Valor Econômico
STF deve confirmar parcialmente liminar de
Weber
O novo capítulo da crise institucional nos
obriga a retroceder algumas casas no tabuleiro político: na última vez que
insultou publicamente um ministro do Supremo Tribunal Federal, e avisou que não
cumpriria uma decisão judicial, a ameaça do presidente Jair Bolsonaro perdurou
o tempo de uma nuvem que o vento levou.
“Sai Alexandre de Moraes, deixa de ser
canalha, deixa de oprimir o povo brasileiro”, bradou Bolsonaro no dia 7 de
setembro. “Eu autorizo, eu autorizo”, reagiu a turba de verde-e-amarelo.

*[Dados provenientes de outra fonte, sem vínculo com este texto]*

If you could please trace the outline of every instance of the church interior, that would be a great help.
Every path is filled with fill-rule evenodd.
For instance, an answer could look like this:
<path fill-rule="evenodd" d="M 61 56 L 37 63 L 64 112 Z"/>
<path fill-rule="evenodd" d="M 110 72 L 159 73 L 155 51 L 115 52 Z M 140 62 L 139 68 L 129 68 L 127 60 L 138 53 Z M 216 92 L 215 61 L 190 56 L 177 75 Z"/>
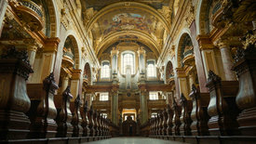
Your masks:
<path fill-rule="evenodd" d="M 255 0 L 0 0 L 0 143 L 255 143 Z"/>

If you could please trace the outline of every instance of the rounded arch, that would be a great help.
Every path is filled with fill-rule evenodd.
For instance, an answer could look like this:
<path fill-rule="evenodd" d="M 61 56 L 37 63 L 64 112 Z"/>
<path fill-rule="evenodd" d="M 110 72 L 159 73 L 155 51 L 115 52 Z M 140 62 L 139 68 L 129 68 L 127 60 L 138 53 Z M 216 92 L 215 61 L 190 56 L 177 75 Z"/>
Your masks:
<path fill-rule="evenodd" d="M 92 72 L 88 62 L 85 64 L 83 77 L 88 79 L 88 85 L 92 84 L 92 81 L 91 81 Z"/>
<path fill-rule="evenodd" d="M 168 80 L 172 76 L 174 76 L 173 65 L 172 65 L 172 62 L 170 60 L 168 60 L 165 67 L 165 82 L 169 83 Z"/>
<path fill-rule="evenodd" d="M 48 14 L 48 27 L 49 27 L 49 37 L 60 36 L 60 14 L 57 2 L 55 0 L 45 0 L 47 7 L 47 14 Z"/>
<path fill-rule="evenodd" d="M 128 32 L 121 31 L 106 36 L 105 39 L 99 45 L 98 48 L 96 49 L 96 55 L 99 56 L 99 54 L 101 54 L 102 51 L 108 48 L 109 46 L 118 41 L 119 36 L 124 36 L 124 35 L 127 35 L 128 33 L 140 37 L 137 41 L 141 42 L 142 44 L 145 44 L 148 47 L 152 49 L 153 52 L 156 54 L 156 56 L 159 56 L 160 47 L 157 42 L 155 42 L 148 34 L 142 33 L 137 31 L 128 31 Z"/>
<path fill-rule="evenodd" d="M 173 3 L 173 10 L 174 10 L 174 15 L 177 14 L 177 11 L 179 9 L 179 4 L 180 4 L 181 0 L 174 0 L 174 3 Z"/>
<path fill-rule="evenodd" d="M 74 53 L 75 53 L 75 69 L 81 69 L 81 43 L 79 43 L 79 39 L 78 36 L 76 35 L 76 33 L 73 31 L 73 30 L 69 30 L 68 32 L 65 33 L 64 34 L 65 36 L 63 36 L 63 38 L 66 41 L 66 39 L 68 37 L 70 37 L 72 39 L 72 42 L 74 44 Z M 61 49 L 58 49 L 58 51 L 61 51 L 62 53 L 62 48 L 64 46 L 65 41 L 63 41 L 62 43 L 61 42 L 59 45 L 59 48 Z"/>
<path fill-rule="evenodd" d="M 184 42 L 186 37 L 190 38 L 190 43 L 192 45 L 192 39 L 190 31 L 188 29 L 183 29 L 182 33 L 180 33 L 177 41 L 177 47 L 175 48 L 175 56 L 176 56 L 176 65 L 178 68 L 182 67 L 182 43 Z"/>
<path fill-rule="evenodd" d="M 76 38 L 70 34 L 65 38 L 65 42 L 64 42 L 64 46 L 69 46 L 66 48 L 71 48 L 71 53 L 74 55 L 74 68 L 75 69 L 79 69 L 80 68 L 80 55 L 79 55 L 79 46 L 78 46 L 78 42 L 76 40 Z"/>
<path fill-rule="evenodd" d="M 209 17 L 220 7 L 220 1 L 199 0 L 195 17 L 196 34 L 207 34 L 211 31 L 212 24 Z"/>

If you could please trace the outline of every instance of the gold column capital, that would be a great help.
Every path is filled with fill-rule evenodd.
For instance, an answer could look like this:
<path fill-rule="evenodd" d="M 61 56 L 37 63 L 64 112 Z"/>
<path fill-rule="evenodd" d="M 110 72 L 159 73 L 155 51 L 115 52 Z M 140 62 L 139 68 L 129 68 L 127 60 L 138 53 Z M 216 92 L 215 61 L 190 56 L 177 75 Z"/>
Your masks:
<path fill-rule="evenodd" d="M 82 70 L 80 70 L 80 69 L 73 70 L 72 71 L 72 79 L 73 80 L 79 80 L 80 76 L 81 76 L 81 73 L 82 73 Z"/>
<path fill-rule="evenodd" d="M 214 45 L 218 46 L 220 49 L 226 48 L 229 46 L 230 42 L 228 41 L 228 39 L 219 38 L 217 39 L 217 41 L 214 42 Z"/>
<path fill-rule="evenodd" d="M 117 47 L 113 47 L 113 49 L 111 50 L 111 57 L 113 57 L 114 55 L 118 56 L 119 54 L 119 50 Z"/>
<path fill-rule="evenodd" d="M 58 37 L 47 38 L 43 46 L 44 52 L 57 52 L 60 42 L 61 40 Z"/>
<path fill-rule="evenodd" d="M 208 35 L 197 35 L 196 40 L 200 49 L 213 49 L 214 45 L 212 44 L 210 38 Z"/>
<path fill-rule="evenodd" d="M 175 71 L 178 78 L 186 77 L 186 72 L 183 68 L 176 68 Z"/>

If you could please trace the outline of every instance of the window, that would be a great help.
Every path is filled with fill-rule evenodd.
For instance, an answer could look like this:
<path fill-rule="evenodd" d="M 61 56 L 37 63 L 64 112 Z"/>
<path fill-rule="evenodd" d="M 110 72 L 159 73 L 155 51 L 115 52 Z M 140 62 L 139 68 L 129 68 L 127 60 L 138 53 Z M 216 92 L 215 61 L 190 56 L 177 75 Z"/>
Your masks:
<path fill-rule="evenodd" d="M 109 62 L 103 61 L 101 64 L 101 78 L 109 78 L 109 77 L 110 77 Z"/>
<path fill-rule="evenodd" d="M 108 100 L 108 93 L 101 93 L 100 101 L 107 101 L 107 100 Z"/>
<path fill-rule="evenodd" d="M 147 76 L 148 77 L 155 77 L 155 61 L 151 60 L 147 62 Z"/>
<path fill-rule="evenodd" d="M 157 113 L 156 113 L 156 112 L 151 113 L 151 118 L 155 118 L 156 116 L 157 116 Z"/>
<path fill-rule="evenodd" d="M 127 67 L 130 66 L 131 74 L 134 74 L 134 54 L 131 52 L 126 52 L 122 55 L 122 72 L 126 74 Z"/>
<path fill-rule="evenodd" d="M 149 99 L 150 100 L 158 100 L 157 92 L 149 92 Z"/>
<path fill-rule="evenodd" d="M 108 114 L 107 113 L 101 113 L 101 116 L 105 119 L 108 117 Z"/>

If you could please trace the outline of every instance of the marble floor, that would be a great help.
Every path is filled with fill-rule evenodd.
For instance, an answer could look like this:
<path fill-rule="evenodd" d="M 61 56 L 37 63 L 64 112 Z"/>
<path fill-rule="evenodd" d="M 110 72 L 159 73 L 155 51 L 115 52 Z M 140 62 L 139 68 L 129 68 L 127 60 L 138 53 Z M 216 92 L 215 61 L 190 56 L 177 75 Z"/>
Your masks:
<path fill-rule="evenodd" d="M 148 137 L 113 137 L 110 139 L 87 142 L 87 144 L 184 144 L 178 141 L 168 141 Z"/>

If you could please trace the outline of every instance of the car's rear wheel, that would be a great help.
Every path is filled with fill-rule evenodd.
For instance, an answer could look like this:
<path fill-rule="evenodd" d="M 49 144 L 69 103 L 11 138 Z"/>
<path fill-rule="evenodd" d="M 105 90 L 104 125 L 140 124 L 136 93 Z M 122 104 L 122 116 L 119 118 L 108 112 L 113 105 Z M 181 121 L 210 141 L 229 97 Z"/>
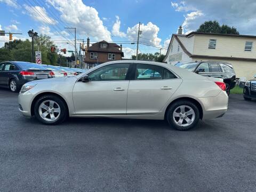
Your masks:
<path fill-rule="evenodd" d="M 171 127 L 179 131 L 187 131 L 197 124 L 199 118 L 198 108 L 188 100 L 173 103 L 168 109 L 166 119 Z"/>
<path fill-rule="evenodd" d="M 64 101 L 54 95 L 41 97 L 36 101 L 34 113 L 36 118 L 47 125 L 55 125 L 67 118 L 68 109 Z"/>
<path fill-rule="evenodd" d="M 11 79 L 9 83 L 9 89 L 11 92 L 18 92 L 20 90 L 17 81 L 14 79 Z"/>
<path fill-rule="evenodd" d="M 226 92 L 228 95 L 229 95 L 229 93 L 230 93 L 230 86 L 228 83 L 226 83 Z"/>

“Qualquer decisão do seu Alexandre de Moraes, esse presidente não mais
cumprirá, a paciência do nosso povo já se esgotou”.
Menos de 48 horas depois, Bolsonaro
alinhava os termos de uma declaração oficial de recuo com o ex-presidente
Michel Temer, chamado às pressas à Brasília para apagar as labaredas que
avançavam sobre a República.
O que Bolsonaro e Moraes conversaram no telefonema mediado por Temer jamais será de pleno domínio público. É fato, porém, que nos últimos dois meses, a paz reinava nos gabinetes projetados por Niemeyer.
Isso até sexta-feira, quando a decisão
proferida pela ministra Rosa Weber do STF abalou de novo os pilares do
patrimônio cultural da humanidade. A não ser que o precedente sacramentado sob
o testemunho de Michel Temer seja firme como um pântano, Bolsonaro e o
Congresso podem espernear à vontade contra a liminar da ministra suspendendo a
execução das polêmicas emendas do relator-geral do Orçamento.
Mas se a decisão for ratificada pela
maioria de seus pares, o que virá a público nos próximos dias, Executivo e
Legislativo terão de se curvar a ela. Ou novo jato da FAB buscará Temer em São
Paulo para apagar o novo incêndio institucional.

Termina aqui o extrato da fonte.